Describe symptoms of a rare issue.
Provisioning new desktops from Horizon onto VMC on AWS vSphere clusters begin to have provisioning failures with status such as "Error ...", and "Provisioning Error (missing)
1. Horizon starts a set of provisioning tasks which VC receives and starts taking action on. Each of these tasks is assigned an ID that horizon is aware of.
2. During the process of these tasks being executed, a change is made at the host level object in VC which updates the permissions of the horizon account to "No Access". This is part of the VMC ESXi host rolling reboot process for Firmware updates.
journal log on VC
<MONTH> <TIME> vcenter.sddc-x-x-x-x.vmwarevmc.com vpxd[35070]: Event [53229] [1-1] [<DATE>T<TIME>Z] [vim.event.PermissionUpdatedEvent] [info] [VMC.LOCAL\mobla] [SDDC-Datacenter] [53229] [Permission changed for 'VMC.LOCAL\CloudAdminGroup' on '172.x.x.x'. Role changed from 'CloudAdmin' to role 'No access'. Propagate changed from 'Enabled' to 'Enabled'.]

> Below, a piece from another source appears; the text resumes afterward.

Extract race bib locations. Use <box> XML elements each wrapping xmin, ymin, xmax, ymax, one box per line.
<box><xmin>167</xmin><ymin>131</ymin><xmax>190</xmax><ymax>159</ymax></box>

3. Later, Horizon sends a call to VC to update the list of objects (likely tasks) in its view. This updated list includes an object/task that the horizon account no longer has permissions on.
vpxd.log
<DATE>T<TIME>Z verbose vpxd[41541] [Originator@6876 sub=Default opID=<ID>] [VpxVmomi] Invoking; <<<ID>, <TCP '<IP> : 8085'>, <TCP '<IP> : 60334'>>, session[<ID>]<ID>, vim.view.ListView.modify>
4. VC denies the vim.view.ListView.modify call with vim.fault.NoPermission. Following this, more issues cascade due to the listener thread being killed in Horizon.
vpxd.log
<DTAE>T<TIME>Z verbose vpxd[41541] [Originator@6876 sub=Vmomi opID=<ID>] Invoke error; <<<ID>, <TCP '<IP>: 8085'>, <TCP '<IP> : 60334'>>, session[<ID>]<ID>, vim.view.ListView.modify> Throw: vim.fault.NoPermission
The underlying root cause is due to VMC on AWS rolling reboot maintenance for ESXi firmware updates. Currently during this scripted automation task the access of CloudAdmin changes to NoAccess on the ESXi host as it is removed for maintenance. Meanwhile Horizon has a process which will use the CloudAdmin user to query data from the host for objects that Horizon is tracking. This results in a retry loop until the running threads for Horizon's tracker process are consumed resulting in the process exiting completely as of Horizon v7.13.1.
The immediate remediation is to restart the Horizon Connection Server that is impacted.
The impact in this scenario to Horizon is a failure to track objects, and a failure to provision new desktops dynamically to a Horizon pool.